The second study, which has just appeared in the Proceedings of the National Academy of Science, questions the view that ADHD—the most commonly diagnosed childhood behavioral disorder—reflects neurologically deviant development. Instead, the researchers cite brains scans of 446 kids as evidence on the side of delayed development. Among children with ADHD, the prefrontal cortex—the area associated with memory, decision-making, impulse control, ability to focus—was found to follow a normal course but a slower pace of growth; it reached peak thickness at a median age of 10½ compared to 7½ among normal kids.
But it's just as important to note what the scans of kids with ADHD don't yet tell us about their maturing brains. The researchers point out that they don't reveal anything about the adolescent phase of cortical maturation, which evidently involves a thinning process: Does that thinning happen normally, but slowly, too? Nor do the scans have anything to say about the possible influence of medication, which about 80 percent of the subjects were taking, and the study doesn't presume to recommend that fidgeters forgo medication.

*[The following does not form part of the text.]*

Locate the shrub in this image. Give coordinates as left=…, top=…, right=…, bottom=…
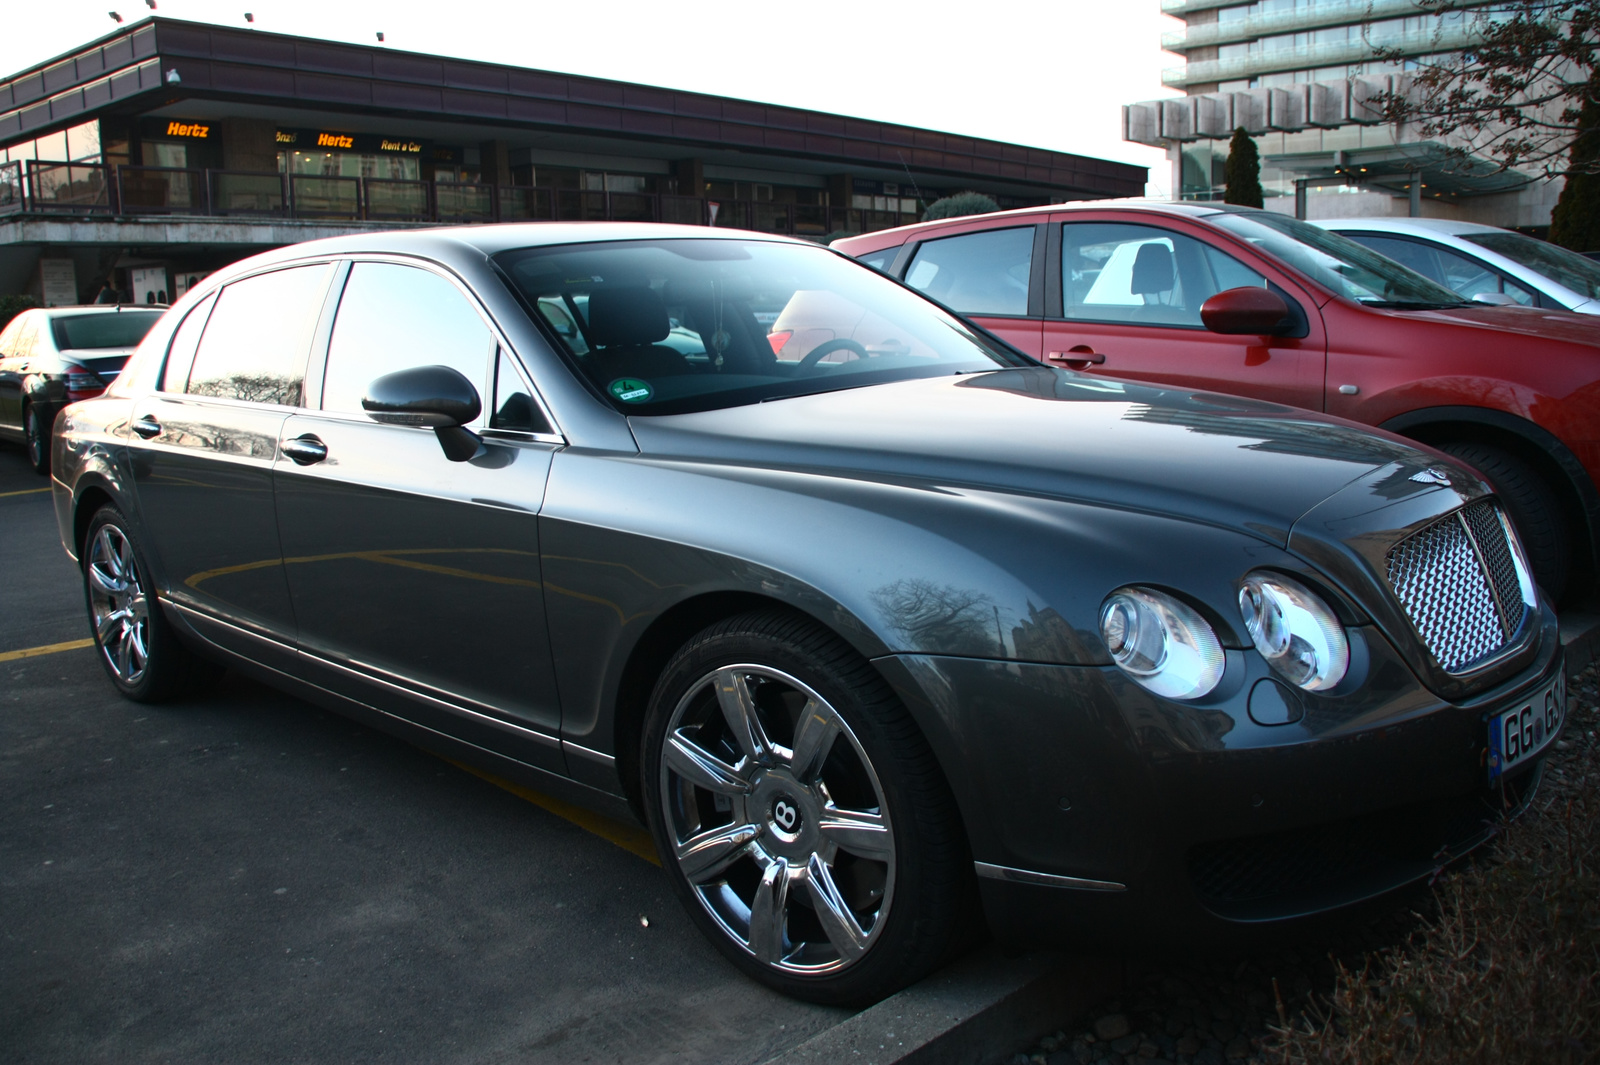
left=923, top=191, right=1000, bottom=221
left=0, top=293, right=38, bottom=331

Last week a third study of precisely that fraught question—how useful drugs are in controlling ADHD symptoms—failed to make upbeat headlines. But it did inspire an anxious segment on the BBC's Panoramaprogram. Published this summer as part of an ongoing review by the National Institute of Mental Health of treatments for children with ADHD, it is a more dramatic reminder of how the most careful experts can find themselves revising what at the time sounded like a clear-cut prescription for a childhood developmental dilemma.
Previously, NIMH research found that medication alone, or in combination with behavioral treatment, was the most effective approach to managing ADHD. Three years after the initial assessments, new data challenge the drugs' long-term efficacy, and potent side effects persist: The stimulants suppress appetite and growth in lots of kids. But you won't find these sobered scientists swerving radically and saying it's simply time to let nature take its course. As one of the authors of the study emphasized, the new findings should above all fuel more and better efforts to teach nurturers—parents and teachers—behavioral techniques to give antsy troublemakers more of a sense of control.

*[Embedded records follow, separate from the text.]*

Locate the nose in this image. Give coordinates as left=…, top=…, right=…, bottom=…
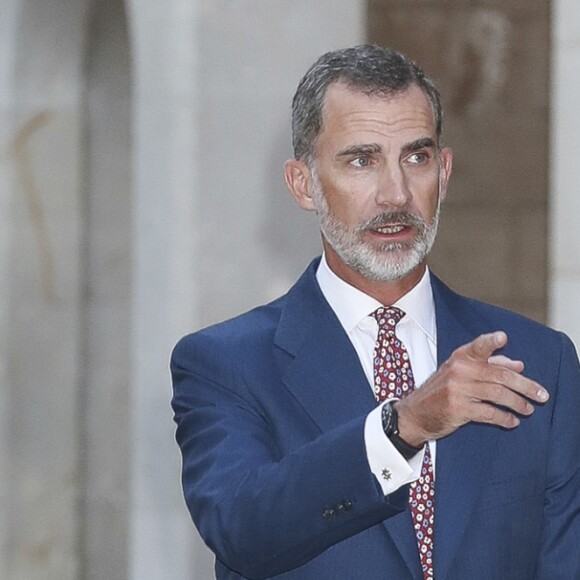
left=374, top=165, right=411, bottom=208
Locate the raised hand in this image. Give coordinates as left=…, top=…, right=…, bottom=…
left=395, top=331, right=549, bottom=447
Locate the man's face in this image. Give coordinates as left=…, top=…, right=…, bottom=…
left=305, top=82, right=452, bottom=283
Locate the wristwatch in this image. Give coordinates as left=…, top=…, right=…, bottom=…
left=381, top=402, right=423, bottom=460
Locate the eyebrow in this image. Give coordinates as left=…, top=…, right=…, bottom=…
left=402, top=137, right=437, bottom=154
left=336, top=143, right=383, bottom=158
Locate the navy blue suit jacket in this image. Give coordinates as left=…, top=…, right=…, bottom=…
left=171, top=259, right=580, bottom=579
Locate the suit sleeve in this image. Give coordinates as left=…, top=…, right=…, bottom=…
left=535, top=332, right=580, bottom=578
left=171, top=333, right=408, bottom=579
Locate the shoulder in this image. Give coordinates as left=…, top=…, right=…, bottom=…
left=172, top=257, right=324, bottom=363
left=433, top=273, right=559, bottom=339
left=172, top=293, right=287, bottom=368
left=467, top=296, right=557, bottom=340
left=432, top=274, right=577, bottom=372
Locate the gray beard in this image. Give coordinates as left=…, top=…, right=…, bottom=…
left=311, top=179, right=440, bottom=282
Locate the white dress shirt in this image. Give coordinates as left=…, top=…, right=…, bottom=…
left=316, top=254, right=438, bottom=495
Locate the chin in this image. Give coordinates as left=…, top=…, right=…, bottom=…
left=348, top=251, right=425, bottom=282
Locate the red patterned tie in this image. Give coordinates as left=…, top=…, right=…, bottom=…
left=372, top=306, right=434, bottom=579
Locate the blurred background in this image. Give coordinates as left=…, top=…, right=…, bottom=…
left=0, top=0, right=578, bottom=578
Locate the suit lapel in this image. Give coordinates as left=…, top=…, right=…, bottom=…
left=274, top=259, right=377, bottom=433
left=431, top=276, right=504, bottom=579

Figuring out how best to help growing kids handle themselves is important whether or not, say, their cortex development will catch up anyway—or their report cards will be fine despite the hell they raise at the start. It's important because they're small people right now who, no matter where they end up, need plenty of time and tips for navigating an often unpredictable realm of parents, siblings, friends, teachers, and fellow students. "Relax, they'll grow out of it": The homespun corrective to our micromanaging angst isn't the easy directive it may seem. Putting more stock in kids' resilience and less in our own fears about their futures—and in the expert findings of the moment—is a real challenge. Weaning ourselves from our spooked belief in early childhood determinism is wise. But we're still doomed to worried debates about what kids do—and don't—need from us as they make their way in the world.